Configuration Profiles

CONFIG_PROFILES = {
    "development": {
        "log_level": "DEBUG",
        "storage_backend": JSONFileStore(),
        "enable_auto_management": False
    },
    "production": {
        "log_level": "WARNING",
        # VectorStore created with auto-detected embedding dimensions
        "storage_backend": lambda: VectorStore(
            index_file="./data/production_vectors",
            embedding_function=create_embedding_function(),
            embedding_dim=create_embedding_function().get_embedding_dim()
        ),
        "enable_auto_management": True,
        "auto_prune_threshold": 10000
    },
    "testing": {
        "log_level": "ERROR",
        "storage_backend": JSONFileStore(file_path=":memory:"),
        "enable_auto_management": False
    }
}

def create_config_from_profile(profile_name: str, **overrides) -> MemorySystemConfig:
    """Create configuration from predefined profiles"""
    if profile_name not in CONFIG_PROFILES:
        raise ValueError(f"Unknown profile: {profile_name}")

    profile_config = CONFIG_PROFILES[profile_name].copy()
    profile_config.update(overrides)

    return MemorySystemConfig(**profile_config)

# Usage
config = create_config_from_profile("production", memory_base_url="custom-url")

🚨 Common Configuration Pitfalls

1. LLM Connection Issues

# ❌ Wrong: Missing protocol
config.memory.base_url = "localhost:11433"

# ✅ Correct: Include protocol
config.memory.base_url = "http://localhost:11433"

2. Storage Backend Mismatches

# ❌ Wrong: Hardcoded dimension that doesn't match your embedding model
embedding_func = create_embedding_function()  # Returns 768-dim embeddings
config.storage_backend = VectorStore(
    index_file="./data/vectors",
    embedding_function=embedding_func,
    embedding_dim=512  # Wrong!

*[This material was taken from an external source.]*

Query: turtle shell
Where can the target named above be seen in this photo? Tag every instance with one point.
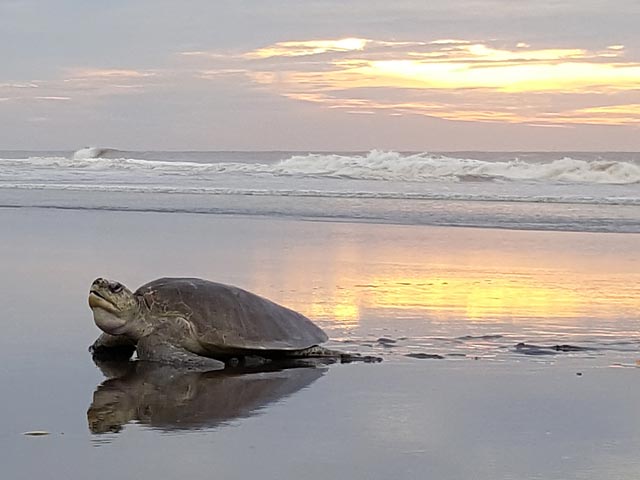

Mismatch with embedding function
)

# ✅ Correct: Use auto-detected dimension from embedding function
embedding_func = create_embedding_function()
config.storage_backend = VectorStore(
    index_file="./data/vectors",
    embedding_function=embedding_func,
    embedding_dim=embedding_func.get_embedding_dim()  # Auto-detects 768
)

# ✅ Also correct: Use MEMEVOLVE_EMBEDDING_DIMENSION to override
# Set in .env: MEMEVOLVE_EMBEDDING_DIMENSION=1024
embedding_func = create_embedding_function()
config.storage_backend = VectorStore(
    index_file="./data/vectors",
    embedding_function=embedding_func,
    embedding_dim=embedding_func.get_embedding_dim()  # Uses 1024 from env
)

3. Memory Leak Prevention

# ❌ Wrong: No management in production
config.enable_auto_management = False  # Memory will grow indefinitely

# ✅ Correct: Enable management
config.enable_auto_management = True
config.auto_prune_threshold = 5000

4. Retrieval Strategy Conflicts

# ❌ Wrong: Incompatible strategy/backend combination
config.storage_backend = JSONFileStore()  # No vector search
config.retrieval_strategy = SemanticRetrievalStrategy()  # Requires vectors

# ✅ Correct: Compatible combinations
config.storage_backend = VectorStore()
config.retrieval_strategy = HybridRetrievalStrategy()

This configuration guide should help you optimize MemEvolve for your specific use case and deployment environment.